Une zone de loisirs a été créée en bordure de l’Esves et à proximité d’un terrain de camping bien ombragé comprenant : jardin public avec des jeux pour les enfants, piscine, mini-golf, courts de tennis et terrain de boules. Non loin de là, sur le pré Veneau, un arboretum est en cours. Un peu plus loin, dans une zone bocagère, en contrebas des sables de Mareuil, un étang accueille les pêcheurs et les promeneurs.
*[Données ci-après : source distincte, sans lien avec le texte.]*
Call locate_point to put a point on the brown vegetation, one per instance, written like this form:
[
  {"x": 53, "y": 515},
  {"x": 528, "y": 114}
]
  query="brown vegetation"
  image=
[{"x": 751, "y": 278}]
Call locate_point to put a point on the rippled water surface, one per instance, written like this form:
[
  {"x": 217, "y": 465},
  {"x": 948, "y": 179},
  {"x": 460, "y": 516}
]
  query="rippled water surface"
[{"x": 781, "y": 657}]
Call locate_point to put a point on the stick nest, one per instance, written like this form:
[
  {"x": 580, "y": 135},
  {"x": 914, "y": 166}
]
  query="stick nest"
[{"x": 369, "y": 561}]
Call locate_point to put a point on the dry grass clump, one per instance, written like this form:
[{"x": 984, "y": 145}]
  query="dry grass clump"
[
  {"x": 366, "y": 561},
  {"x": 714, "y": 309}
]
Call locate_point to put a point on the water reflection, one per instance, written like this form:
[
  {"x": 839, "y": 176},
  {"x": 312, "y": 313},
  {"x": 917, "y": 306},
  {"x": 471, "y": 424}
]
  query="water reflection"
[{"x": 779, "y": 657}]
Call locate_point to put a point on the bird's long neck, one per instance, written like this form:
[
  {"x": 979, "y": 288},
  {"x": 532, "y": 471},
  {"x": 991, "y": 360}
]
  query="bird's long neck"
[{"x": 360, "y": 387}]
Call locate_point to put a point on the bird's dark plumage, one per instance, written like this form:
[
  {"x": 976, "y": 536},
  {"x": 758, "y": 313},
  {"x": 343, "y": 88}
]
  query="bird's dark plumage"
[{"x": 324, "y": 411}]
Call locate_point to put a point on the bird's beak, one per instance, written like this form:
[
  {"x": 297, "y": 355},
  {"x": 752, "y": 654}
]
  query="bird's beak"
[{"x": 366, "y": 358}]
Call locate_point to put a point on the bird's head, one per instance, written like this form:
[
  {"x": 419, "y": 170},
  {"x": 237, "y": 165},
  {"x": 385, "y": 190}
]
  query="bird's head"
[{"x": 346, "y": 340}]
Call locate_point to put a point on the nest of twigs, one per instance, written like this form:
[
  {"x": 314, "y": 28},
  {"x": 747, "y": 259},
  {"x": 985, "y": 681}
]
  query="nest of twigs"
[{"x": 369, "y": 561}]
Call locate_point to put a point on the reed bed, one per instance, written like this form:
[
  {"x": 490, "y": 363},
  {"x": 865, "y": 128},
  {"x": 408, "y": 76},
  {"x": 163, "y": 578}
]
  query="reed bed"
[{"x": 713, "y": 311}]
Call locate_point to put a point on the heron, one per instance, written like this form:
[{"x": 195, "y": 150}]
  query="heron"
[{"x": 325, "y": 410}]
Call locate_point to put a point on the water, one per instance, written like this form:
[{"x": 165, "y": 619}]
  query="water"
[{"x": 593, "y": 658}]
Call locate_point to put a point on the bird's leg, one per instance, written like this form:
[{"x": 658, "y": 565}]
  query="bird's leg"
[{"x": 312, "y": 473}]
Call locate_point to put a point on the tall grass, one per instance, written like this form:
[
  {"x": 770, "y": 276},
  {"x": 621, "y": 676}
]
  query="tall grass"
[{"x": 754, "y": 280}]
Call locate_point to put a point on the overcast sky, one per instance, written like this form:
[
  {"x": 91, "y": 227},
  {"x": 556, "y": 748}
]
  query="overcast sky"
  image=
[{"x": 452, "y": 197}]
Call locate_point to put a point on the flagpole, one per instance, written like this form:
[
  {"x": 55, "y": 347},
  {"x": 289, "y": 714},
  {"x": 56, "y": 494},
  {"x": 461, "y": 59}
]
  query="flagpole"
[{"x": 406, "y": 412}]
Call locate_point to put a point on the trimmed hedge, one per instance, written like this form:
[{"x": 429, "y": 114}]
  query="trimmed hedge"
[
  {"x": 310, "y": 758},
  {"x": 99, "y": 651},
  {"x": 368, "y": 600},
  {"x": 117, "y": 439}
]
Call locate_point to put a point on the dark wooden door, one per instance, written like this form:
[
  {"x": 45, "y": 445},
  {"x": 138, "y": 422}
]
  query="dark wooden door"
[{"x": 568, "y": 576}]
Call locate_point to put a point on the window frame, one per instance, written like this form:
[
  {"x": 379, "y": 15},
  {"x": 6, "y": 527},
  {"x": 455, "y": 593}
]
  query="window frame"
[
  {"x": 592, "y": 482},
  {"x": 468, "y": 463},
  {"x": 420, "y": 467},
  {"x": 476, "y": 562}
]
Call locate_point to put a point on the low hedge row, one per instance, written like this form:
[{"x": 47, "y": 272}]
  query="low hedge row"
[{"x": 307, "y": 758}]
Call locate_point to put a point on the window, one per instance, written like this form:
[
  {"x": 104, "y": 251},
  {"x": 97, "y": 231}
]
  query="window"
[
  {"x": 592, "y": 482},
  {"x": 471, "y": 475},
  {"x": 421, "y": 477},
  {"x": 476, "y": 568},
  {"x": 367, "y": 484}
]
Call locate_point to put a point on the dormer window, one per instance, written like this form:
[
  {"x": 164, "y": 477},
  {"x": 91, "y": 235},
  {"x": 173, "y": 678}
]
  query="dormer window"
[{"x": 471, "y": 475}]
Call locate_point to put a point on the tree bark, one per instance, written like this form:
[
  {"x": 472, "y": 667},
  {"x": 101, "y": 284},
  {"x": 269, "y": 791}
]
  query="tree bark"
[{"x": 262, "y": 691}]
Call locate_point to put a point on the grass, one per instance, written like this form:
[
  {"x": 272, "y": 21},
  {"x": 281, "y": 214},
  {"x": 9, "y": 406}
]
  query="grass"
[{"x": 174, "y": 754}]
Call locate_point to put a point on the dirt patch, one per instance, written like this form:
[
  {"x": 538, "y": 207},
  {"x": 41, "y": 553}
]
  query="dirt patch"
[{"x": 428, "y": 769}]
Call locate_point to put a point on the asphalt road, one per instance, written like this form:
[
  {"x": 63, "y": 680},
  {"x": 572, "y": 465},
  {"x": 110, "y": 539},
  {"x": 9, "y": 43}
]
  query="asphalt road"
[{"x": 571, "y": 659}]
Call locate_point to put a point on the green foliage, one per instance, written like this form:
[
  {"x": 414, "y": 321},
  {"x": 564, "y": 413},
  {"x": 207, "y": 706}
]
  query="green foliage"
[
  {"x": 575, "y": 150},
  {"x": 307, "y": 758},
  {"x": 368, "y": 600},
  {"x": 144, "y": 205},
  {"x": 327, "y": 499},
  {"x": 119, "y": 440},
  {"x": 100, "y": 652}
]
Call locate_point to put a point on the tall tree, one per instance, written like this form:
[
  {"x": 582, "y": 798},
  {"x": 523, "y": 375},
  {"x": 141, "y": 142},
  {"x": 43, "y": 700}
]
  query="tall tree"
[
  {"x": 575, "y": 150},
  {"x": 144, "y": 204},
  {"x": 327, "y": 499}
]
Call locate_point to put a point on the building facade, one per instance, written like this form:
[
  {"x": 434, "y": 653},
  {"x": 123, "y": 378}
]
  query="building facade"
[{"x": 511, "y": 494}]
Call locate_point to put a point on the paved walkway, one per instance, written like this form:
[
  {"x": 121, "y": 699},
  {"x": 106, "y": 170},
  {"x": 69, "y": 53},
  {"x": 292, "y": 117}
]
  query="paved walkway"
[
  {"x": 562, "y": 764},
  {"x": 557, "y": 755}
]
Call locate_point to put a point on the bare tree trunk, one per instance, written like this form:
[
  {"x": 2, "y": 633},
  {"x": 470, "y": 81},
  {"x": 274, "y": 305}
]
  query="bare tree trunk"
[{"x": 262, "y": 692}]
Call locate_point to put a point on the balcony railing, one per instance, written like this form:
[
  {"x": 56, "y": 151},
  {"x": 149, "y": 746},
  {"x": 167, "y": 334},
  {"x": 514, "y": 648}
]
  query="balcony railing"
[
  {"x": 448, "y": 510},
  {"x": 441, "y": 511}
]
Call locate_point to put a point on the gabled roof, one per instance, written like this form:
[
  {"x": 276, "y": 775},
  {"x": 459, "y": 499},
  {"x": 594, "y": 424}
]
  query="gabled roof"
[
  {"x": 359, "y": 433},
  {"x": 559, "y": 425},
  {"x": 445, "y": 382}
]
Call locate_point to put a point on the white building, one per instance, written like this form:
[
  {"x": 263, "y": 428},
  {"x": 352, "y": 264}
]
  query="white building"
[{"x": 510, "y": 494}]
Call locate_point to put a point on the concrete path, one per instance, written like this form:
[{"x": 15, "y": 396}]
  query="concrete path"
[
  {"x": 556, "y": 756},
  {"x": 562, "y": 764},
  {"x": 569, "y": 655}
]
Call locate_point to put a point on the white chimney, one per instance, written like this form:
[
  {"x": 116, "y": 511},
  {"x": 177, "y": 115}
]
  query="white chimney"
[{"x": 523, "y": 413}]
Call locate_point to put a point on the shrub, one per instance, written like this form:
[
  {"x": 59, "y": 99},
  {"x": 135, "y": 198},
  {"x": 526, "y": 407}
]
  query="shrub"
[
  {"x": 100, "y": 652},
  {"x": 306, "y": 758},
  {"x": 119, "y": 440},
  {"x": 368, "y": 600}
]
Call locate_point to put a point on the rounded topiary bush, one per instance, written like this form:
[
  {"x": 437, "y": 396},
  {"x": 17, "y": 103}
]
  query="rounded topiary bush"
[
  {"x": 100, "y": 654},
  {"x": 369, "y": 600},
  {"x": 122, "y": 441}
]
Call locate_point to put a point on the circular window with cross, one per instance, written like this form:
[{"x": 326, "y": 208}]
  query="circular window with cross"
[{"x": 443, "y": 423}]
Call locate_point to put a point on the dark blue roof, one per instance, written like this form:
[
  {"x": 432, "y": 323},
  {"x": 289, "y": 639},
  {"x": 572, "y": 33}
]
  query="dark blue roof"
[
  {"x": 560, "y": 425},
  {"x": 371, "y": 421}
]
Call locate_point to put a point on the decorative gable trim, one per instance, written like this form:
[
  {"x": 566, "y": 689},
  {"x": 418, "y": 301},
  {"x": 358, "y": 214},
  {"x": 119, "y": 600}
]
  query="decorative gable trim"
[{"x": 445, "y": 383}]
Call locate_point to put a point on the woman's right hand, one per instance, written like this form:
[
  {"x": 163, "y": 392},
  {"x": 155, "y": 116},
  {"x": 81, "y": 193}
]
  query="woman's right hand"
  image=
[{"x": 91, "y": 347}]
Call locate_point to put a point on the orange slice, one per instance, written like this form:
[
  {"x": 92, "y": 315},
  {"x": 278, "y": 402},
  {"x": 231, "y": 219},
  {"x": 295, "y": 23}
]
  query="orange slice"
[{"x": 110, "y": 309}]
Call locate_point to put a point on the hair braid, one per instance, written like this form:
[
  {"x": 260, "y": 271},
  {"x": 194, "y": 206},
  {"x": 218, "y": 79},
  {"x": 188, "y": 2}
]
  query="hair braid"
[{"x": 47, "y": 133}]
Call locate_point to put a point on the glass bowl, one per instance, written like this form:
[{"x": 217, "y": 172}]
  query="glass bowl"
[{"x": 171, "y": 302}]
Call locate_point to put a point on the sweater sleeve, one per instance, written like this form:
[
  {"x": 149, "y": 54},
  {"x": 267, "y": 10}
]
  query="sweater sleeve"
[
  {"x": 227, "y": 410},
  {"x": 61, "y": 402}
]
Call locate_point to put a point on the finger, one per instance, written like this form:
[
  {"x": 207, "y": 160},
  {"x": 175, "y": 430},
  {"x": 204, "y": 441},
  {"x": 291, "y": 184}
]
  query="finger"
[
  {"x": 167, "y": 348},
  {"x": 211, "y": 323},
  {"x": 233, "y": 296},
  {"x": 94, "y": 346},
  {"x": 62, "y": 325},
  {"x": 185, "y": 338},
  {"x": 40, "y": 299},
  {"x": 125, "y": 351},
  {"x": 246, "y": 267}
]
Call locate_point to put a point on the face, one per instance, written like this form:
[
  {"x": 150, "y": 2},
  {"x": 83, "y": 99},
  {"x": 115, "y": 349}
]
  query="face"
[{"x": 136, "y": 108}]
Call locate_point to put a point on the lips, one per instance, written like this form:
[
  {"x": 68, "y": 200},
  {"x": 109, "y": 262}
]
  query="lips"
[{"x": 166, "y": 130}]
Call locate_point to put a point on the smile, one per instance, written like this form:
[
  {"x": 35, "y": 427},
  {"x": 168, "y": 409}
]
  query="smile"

La partie la plus élevée du plateau atteint 100m, son pittoresque lui a valu le nom de Bellevue et Beauregard.
A VOIR…
La Seigneurie, imposant bâtiment des 14 ème et 15 ème siècles, ancienne habitation des barons de Ligueil, est devenu la mairie depuis 1921. Un peu plus loin, vous pourrez admirer le logis de la Chancellerie du 16ème siècle, ancien logis des trésoriers de la seigneurie. (aujourd’hui cantine de la maternelle, bibliothèque), la maison Coursault (place du géneral Leclerc) l’une des plus belles maisons XIXe. La maison ou naquit Jacques Marie Rougé , (aujourd’hui La Poste) dans la rue Balthazar Besnard. Le majestueux centre Balthazar Besnard, aujourd’hui Maison de retraite.
De belles demeures privées jalonnent la campagne ligolienne.
Autres curiosités que vous pouvez découvrir en empruntant les sentiers balisés :
- Le Moulin d’Edmaine (19è siècle)
- Le Vieux Logis de Péagu (15è siècle), c’était, au temps de la guerre de cent ans, une forteresse redoutable qui, sous Jean le Bon, tomba aux mains des anglais
- La Tourmelière (17è siècle)
- Le Château d’Epigny (18è siècle), appartint du 16è siècle à la Révolution, à la famille De Pierres. C’est là que vit le jour Joseph-Pascal De Pierres, auteur de plusieurs ouvrages de poésie.
- La Chapelle Notre Dame des Anges (19è siècle), fut construite à la place d’un oratoire qui appartenait à la Collégiale St-Martin de Tours. Chaque année, pour le 15 août, de nombreux pèlerins y venaient. Une cérémonie s’y déroule encore tous les ans à cette date. (fermée, mais les clés sont disponibles, infos à l'Office de Tourisme)
Par ailleurs, la campagne ligolienne regorge de calvaires, lavoirs, pompes à eau, maisons de vignes… Autant d’éléments du petit patrimoine rural, témoins de la vie quotidienne du début du siècle.